I turned to walk toward Vizyis. By the time Granuaile spun around to keep pace, Leif had zipped up to walk on my left. He glanced at my ruined features.
“I am sorry,” he said. “I did not think they would manage to do you any harm.”
“Eleven or twelve smoky bastards against two and you thought we’d walk out without a scratch?”
Leif shrugged a shoulder. “I have seen you lay waste to fields of opponents.”
“
“It is magic I have come to warn you about. You are heading for the greenbelt, yes?”
“Of course.”
“Theophilus has seeded it with vampires who are searching for a human with unusual blood.”
“Beware the puppet master, eh?”
“Yes, but Theophilus is not the puppet master. He is more of a skilled apprentice, if you wish to extend a metaphor.”

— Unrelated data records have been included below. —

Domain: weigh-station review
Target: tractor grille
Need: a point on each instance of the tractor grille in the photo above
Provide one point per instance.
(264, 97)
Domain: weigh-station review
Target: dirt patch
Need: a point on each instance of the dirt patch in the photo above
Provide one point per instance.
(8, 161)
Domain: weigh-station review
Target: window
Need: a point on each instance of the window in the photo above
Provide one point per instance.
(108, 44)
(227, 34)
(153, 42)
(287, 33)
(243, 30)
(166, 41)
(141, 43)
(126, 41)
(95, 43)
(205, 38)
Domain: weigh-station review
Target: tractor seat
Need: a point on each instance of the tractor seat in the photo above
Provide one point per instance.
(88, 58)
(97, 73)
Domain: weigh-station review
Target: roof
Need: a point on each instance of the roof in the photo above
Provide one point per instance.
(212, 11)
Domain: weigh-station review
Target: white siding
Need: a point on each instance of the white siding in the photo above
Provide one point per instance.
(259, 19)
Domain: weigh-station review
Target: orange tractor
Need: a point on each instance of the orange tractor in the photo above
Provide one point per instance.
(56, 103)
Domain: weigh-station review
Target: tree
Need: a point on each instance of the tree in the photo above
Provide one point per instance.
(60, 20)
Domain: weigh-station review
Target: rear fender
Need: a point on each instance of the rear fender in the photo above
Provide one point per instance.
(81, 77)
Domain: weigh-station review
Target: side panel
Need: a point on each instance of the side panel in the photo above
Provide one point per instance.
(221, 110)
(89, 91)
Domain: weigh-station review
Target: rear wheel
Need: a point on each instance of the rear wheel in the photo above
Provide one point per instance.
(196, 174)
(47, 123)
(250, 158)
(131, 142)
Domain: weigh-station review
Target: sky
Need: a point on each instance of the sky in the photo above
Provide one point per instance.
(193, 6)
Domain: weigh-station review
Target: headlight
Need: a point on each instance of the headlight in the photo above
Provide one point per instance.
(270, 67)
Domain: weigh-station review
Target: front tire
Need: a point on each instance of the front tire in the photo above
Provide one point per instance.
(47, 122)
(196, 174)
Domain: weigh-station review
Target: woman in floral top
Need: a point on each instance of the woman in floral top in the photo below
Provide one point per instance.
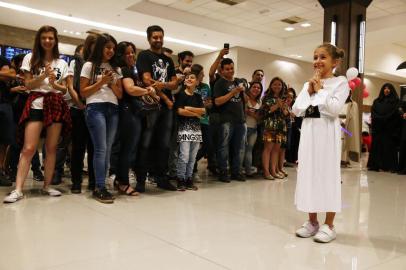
(275, 130)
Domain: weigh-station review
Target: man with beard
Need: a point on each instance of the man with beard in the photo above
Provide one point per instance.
(185, 60)
(156, 70)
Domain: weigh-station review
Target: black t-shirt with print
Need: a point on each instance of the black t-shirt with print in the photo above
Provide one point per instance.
(160, 67)
(188, 124)
(233, 110)
(131, 73)
(4, 89)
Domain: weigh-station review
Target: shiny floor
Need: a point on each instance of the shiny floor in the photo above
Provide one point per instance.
(238, 225)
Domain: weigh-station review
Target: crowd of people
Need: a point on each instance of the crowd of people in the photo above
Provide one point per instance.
(144, 114)
(139, 114)
(388, 131)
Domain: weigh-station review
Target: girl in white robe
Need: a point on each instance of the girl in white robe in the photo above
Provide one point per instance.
(318, 187)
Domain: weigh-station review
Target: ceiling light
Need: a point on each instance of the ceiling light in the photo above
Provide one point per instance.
(98, 24)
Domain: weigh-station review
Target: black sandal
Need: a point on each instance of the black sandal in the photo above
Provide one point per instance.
(125, 191)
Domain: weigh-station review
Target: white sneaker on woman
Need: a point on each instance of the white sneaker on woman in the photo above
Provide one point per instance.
(52, 192)
(14, 196)
(325, 234)
(307, 230)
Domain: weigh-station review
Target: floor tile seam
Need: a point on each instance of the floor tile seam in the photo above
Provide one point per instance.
(384, 262)
(91, 258)
(157, 237)
(163, 240)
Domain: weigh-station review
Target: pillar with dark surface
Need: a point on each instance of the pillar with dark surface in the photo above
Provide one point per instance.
(347, 15)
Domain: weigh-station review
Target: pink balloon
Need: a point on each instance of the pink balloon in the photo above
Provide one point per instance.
(365, 93)
(357, 81)
(352, 85)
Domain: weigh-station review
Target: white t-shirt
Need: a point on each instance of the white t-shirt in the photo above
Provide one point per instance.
(60, 68)
(105, 94)
(251, 121)
(67, 96)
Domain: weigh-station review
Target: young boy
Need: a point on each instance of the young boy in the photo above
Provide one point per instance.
(190, 108)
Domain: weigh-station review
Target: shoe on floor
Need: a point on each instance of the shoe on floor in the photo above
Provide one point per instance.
(181, 185)
(269, 177)
(57, 179)
(223, 177)
(189, 184)
(37, 175)
(140, 186)
(307, 230)
(5, 181)
(51, 192)
(76, 189)
(239, 177)
(325, 234)
(163, 183)
(13, 196)
(196, 178)
(103, 196)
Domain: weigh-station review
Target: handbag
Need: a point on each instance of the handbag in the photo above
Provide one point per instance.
(145, 104)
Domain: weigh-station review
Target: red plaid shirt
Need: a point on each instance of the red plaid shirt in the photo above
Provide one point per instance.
(55, 110)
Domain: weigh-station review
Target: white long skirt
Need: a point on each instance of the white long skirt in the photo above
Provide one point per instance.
(318, 187)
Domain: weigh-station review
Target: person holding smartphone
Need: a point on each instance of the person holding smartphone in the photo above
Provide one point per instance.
(100, 84)
(228, 98)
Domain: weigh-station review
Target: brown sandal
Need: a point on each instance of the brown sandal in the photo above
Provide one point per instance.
(124, 191)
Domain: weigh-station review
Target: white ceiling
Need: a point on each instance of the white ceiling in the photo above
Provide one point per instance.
(253, 24)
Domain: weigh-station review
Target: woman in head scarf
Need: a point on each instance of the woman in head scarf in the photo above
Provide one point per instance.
(385, 130)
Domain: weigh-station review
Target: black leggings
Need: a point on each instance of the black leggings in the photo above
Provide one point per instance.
(130, 131)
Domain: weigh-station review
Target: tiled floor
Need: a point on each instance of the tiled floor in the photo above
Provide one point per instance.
(221, 226)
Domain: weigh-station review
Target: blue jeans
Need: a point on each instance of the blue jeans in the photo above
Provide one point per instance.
(249, 145)
(186, 159)
(231, 140)
(102, 121)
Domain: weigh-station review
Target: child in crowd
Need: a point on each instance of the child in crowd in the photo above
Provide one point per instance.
(190, 109)
(100, 84)
(318, 187)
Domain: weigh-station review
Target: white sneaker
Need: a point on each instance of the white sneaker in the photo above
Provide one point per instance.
(14, 196)
(52, 192)
(325, 234)
(307, 230)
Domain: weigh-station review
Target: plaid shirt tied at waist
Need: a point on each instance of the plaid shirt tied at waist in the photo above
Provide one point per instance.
(55, 110)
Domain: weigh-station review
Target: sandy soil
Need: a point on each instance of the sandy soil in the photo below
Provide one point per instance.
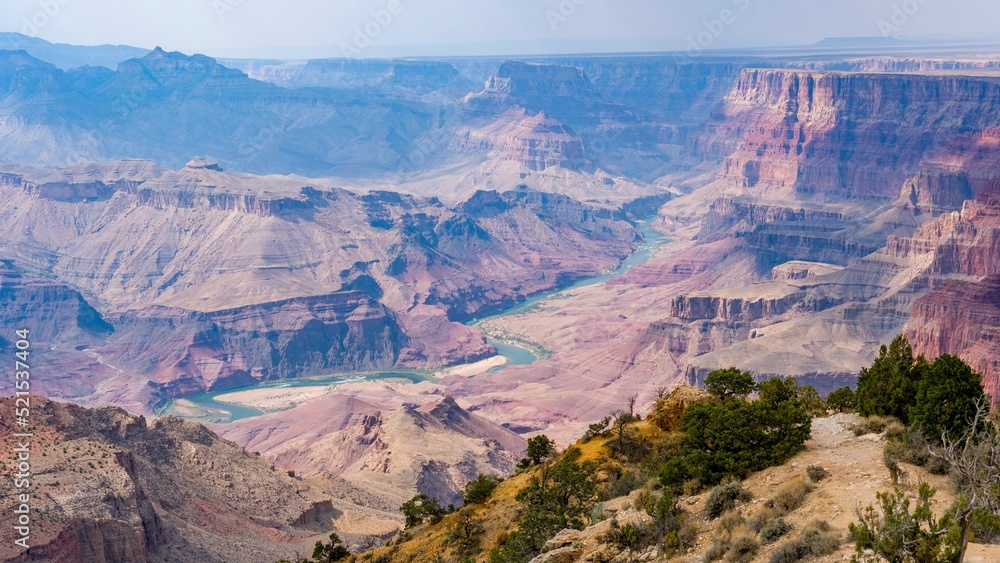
(468, 370)
(275, 398)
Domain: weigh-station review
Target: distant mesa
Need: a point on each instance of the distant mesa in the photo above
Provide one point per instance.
(202, 163)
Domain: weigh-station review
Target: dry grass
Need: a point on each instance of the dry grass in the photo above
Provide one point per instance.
(873, 425)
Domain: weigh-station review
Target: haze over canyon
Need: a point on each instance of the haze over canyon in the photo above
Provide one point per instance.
(383, 276)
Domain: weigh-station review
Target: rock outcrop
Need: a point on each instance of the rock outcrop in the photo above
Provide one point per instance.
(111, 487)
(214, 280)
(434, 449)
(961, 317)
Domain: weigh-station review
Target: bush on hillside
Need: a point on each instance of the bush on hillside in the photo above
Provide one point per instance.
(724, 498)
(947, 398)
(480, 489)
(841, 400)
(738, 437)
(889, 386)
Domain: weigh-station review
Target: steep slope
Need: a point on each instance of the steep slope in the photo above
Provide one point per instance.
(214, 280)
(69, 56)
(962, 315)
(434, 449)
(110, 487)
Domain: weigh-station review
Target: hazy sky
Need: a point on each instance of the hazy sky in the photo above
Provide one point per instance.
(262, 27)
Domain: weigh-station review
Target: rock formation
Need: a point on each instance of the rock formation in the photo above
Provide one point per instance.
(111, 487)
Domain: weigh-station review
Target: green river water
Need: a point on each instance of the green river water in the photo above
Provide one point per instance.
(212, 410)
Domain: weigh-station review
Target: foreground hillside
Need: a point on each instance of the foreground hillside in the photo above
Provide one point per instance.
(814, 513)
(109, 487)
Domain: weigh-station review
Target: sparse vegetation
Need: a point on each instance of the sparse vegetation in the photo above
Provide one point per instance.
(774, 530)
(540, 448)
(421, 508)
(816, 540)
(324, 552)
(729, 383)
(889, 386)
(946, 398)
(738, 436)
(479, 489)
(596, 429)
(466, 534)
(841, 400)
(817, 473)
(560, 496)
(724, 498)
(896, 533)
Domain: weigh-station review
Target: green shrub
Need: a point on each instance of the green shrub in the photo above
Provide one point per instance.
(596, 429)
(816, 540)
(466, 534)
(947, 398)
(561, 495)
(724, 498)
(623, 484)
(841, 400)
(631, 537)
(737, 437)
(889, 386)
(742, 548)
(896, 533)
(773, 530)
(540, 448)
(421, 508)
(817, 473)
(480, 489)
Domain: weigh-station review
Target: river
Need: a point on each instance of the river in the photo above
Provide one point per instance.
(206, 408)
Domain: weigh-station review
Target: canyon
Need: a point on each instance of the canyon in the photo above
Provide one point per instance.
(175, 226)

“Then who’s pulling his strings?”
“Someone from your world.”
“Ireland?”
“No. The other one. Tír na nÓg.”
“The Fae are behind all this? Someone there is giving orders both to dark elves and vampires?”
“As far as I can tell, yes.”
It was no more than I had already suspected, but to have it confirmed was a bit of a shock. But maybe it wasn’t confirmed after all. I couldn’t trust anything he said.
“I know what you’re up to,” I growled.
Leif’s lips turned up at the corners. “I would be intensely disappointed if you did not.”
“You’re playing both sides and setting your own odds in Vegas, you conniving bastard. You probably have some Machiavellian shit going down on other planets. Are you expecting me to make a deal with you? An alliance?”
The vampire shrugged again, hands in pockets. “None is needed. For now our interests are the same. That will serve as well as anything else.”
“I will never forgive you for using me. For hurting Oberon.”